Germany's Angela Merkel criticised France's economic performance on Friday (15 June), warning against "mediocrity" in tackling Europe's deepening debt crisis as discussions continued over greater fiscal and economic integration in the eurozone.
Merkel, under pressure from eurozone peers to ease up on her austerity drive in Europe, reiterated her view that issuing new debt to finance economic growth is not sustainable and she again ruled out a mutualisation of debt, or eurobonds, to tackle the crisis.
Such moves would open a "path to mediocrity", she told a gathering of German entrepreneurs on Friday, saying she will reject any such "quick" crisis solutions.
French President François Hollande has spoken out in favour of swiftly adopting eurobonds and also insists that Europe needs to do more to revive growth to offset its German-inspired focus on tackling budget deficits and public debt.

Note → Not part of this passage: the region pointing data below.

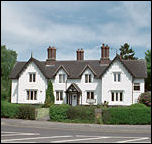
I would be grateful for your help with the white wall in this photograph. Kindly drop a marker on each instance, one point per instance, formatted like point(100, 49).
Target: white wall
point(94, 86)
point(23, 84)
point(14, 91)
point(124, 85)
point(142, 89)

Merkel has not ruled out eurobonds entirely but said they could only be envisaged at the conclusion of a longer-term process of political and fiscal union in the eurozone and sovereignty transfers to Brussels – a bold federalist step that France is hesitating to take.
Differences in competitiveness
Describing her own country as Europe's "stabilising anchor and growth engine", the centre-right chancellor told German business leaders that Europe should talk about the growing gap between the bloc's two biggest economies and traditional allies.
Tension has risen so much that French Prime Minister Jean-Marc Ayrault felt moved to deny that his country was trying to form a united front with Italy and Spain against Merkel and her drive for austerity in the single currency zone.
But Merkel, possibly irritated by Hollande's meeting with German centre-left opposition leaders earlier this week on eurozone policy, took what looked like a swipe at his expansive policy ideas such as a new decree partially lowering the pension age, which was part of his election campaign.
"If you look for instance at the development of unit labour costs between Germany and France in the past 10 years, then you see that at the start of the millennium Germany looked rather worse or at best as good as our neighbour in a lot of factors, while the differences have now been growing a lot more strongly, also a topic that must be discussed in Europe, naturally," she said.
Meanwhile, European Council President Herman Van Rompuy was to host a phone call on Friday between the leaders of Germany, Italy, France, Britain and Spain ahead of next week's meeting of the Group of 20 leading industrial nations, his spokesman said on Friday.
One EU official, speaking on condition of anonymity, said the leaders may use the call to discuss deeper European economic integration, including the degree to which it should involve all 27 members of the European Union or the 17 countries in the eurozone.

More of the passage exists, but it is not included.